Structural Neuroimaging in Adults and Adolescents With Newly Diagnosed Focal Epilepsy

The Human Epilepsy Project

Anna M Bank 1,, Ruben Kuzniecky 1, Robert C Knowlton 1, Gregory D Cascino 1, Graeme Jackson 1, Heath R Pardoe 1; for the Human Epilepsy Project Investigators1
PMCID: PMC9651452  PMID: 35985821

Abstract

Background and Objectives

Identification of an epileptogenic lesion on structural neuroimaging in individuals with focal epilepsy is important for management and treatment planning. The objective of this study was to determine the frequency of MRI-identified potentially epileptogenic structural abnormalities in a large multicenter study of adolescent and adult patients with newly diagnosed focal epilepsy.

Methods

Patients with a new diagnosis of focal epilepsy enrolled in the Human Epilepsy Project observational cohort study underwent 3 T brain MRI using a standardized protocol. Imaging findings were classified as normal, abnormal, or incidental. Abnormal findings were classified as focal or diffuse and as likely epilepsy-related or of unknown relationship to epilepsy. Fisher exact tests were performed to determine whether abnormal imaging or abnormality type was associated with clinical characteristics.

Results

A total of 418 participants were enrolled. Two hundred eighteen participants (59.3%) had no abnormalities detected, 149 (35.6%) had abnormal imaging, and 21 (5.0%) had incidental findings. Seventy-eight participants (18.7%) had abnormalities that were considered epilepsy-related, and 71 (17.0%) had abnormalities of unknown relationship to epilepsy. Older participants were more likely to have imaging abnormalities, while participants with focal and epilepsy-related imaging abnormalities were younger than those without these abnormalities. One hundred thirty-one participants (31.3%) had a family history of epilepsy. Epilepsy-related abnormalities were not associated with participant sex, family history of epilepsy, or seizure type.

Discussion

We found that 1 in 5 patients with newly diagnosed focal epilepsy has an MRI finding that is likely causative and may alter treatment options. An additional 1 in 5 patients has abnormalities of unknown significance. This information is important for patient counseling, prognostication, and management.

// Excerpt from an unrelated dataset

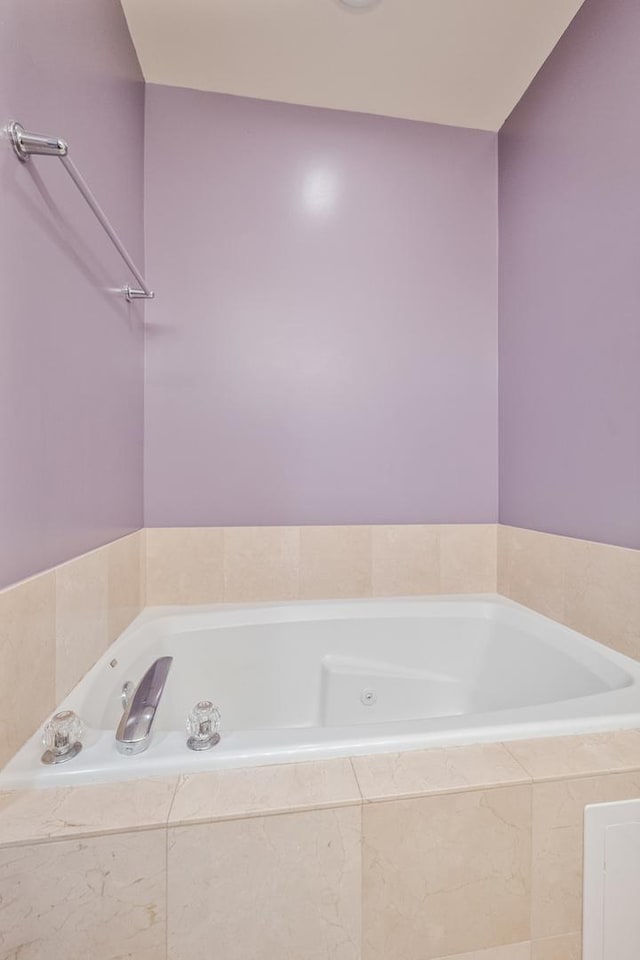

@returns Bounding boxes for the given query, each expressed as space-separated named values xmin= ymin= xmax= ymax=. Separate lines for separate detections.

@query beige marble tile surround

Identification of an epileptogenic lesion on structural neuroimaging in individuals with focal epilepsy is important for management and prognostication. The frequency of MRI abnormalities among patients with drug-resistant focal epilepsy has been extensively studied because MRI is typically used in the further investigation of intractable cases.1 By contrast, the frequency of lesions among newly diagnosed patients is less well-studied because MRI is not always obtained at disease onset, and a substantial proportion of patients will respond to treatment with antiseizure medications.2

Estimates of lesion occurrence range from 14% among patients with a first seizure to 84% of surgical candidates at a tertiary care epilepsy center.1,3 One study of patients with newly diagnosed epilepsy found 1.5 T MRI abnormalities in 35.3% of patients, although this study included patients with both focal and generalized epilepsy.4 Small studies using 1.5 T MRI have identified abnormalities in approximately 1 in 4 patients with newly diagnosed focal epilepsy, with 24% of 63 adult patients having abnormalities in 1 study and 26% of 103 adolescent and adult patients in another.5,6 However, a large (N = 993) Australian study using a mix of 1.5 and 3 T MRI scans found potentially epileptogenic abnormalities in 56% of patients with focal epilepsy, and a British study using 3 T MRI found potentially epileptogenic abnormalities in only 18% of patients.7,8

The Human Epilepsy Project (HEP), a multicenter prospective observational study of adolescent and adult patients with a recent diagnosis of focal epilepsy, offers an opportunity to determine the frequency of imaging abnormalities among a large sample of patients with newly diagnosed focal epilepsy. We describe the baseline imaging findings of this cohort and test the association between imaging findings and clinical characteristics.

Methods

We included individuals with newly diagnosed focal epilepsy who were enrolled in the HEP between 2012 and 2017 (N = 418). The HEP (humanepilepsyproject.org) is a prospective multicenter study aimed at gathering information on biomarkers and treatment response in patients with newly diagnosed focal epilepsy. Participants were recruited from 34 sites: 28 sites in North America, 4 in Australia, and 2 in Europe (eFigure 1, links.lww.com/WNL/C269). Participants were eligible for enrollment if they were between ages 12 and 60 years, had 2 confirmed spontaneous seizures in the 12 months preceding enrollment, had not received treatment or had been treated with antiseizure medications for fewer than 4 months preceding enrollment, and had either (1) a definitive clinical history of recurrent seizures with focal onset, (2) an ictal or interictal EEG showing a focal abnormality, or (3) a focal lesion on MRI. Patients were ineligible for enrollment if they had generalized or mixed epilepsy, a history of intracranial bleeding, recent traumatic brain injury, moderate or greater developmental delay before seizure onset, or significant medical, psychiatric, or progressive neurologic comorbidities.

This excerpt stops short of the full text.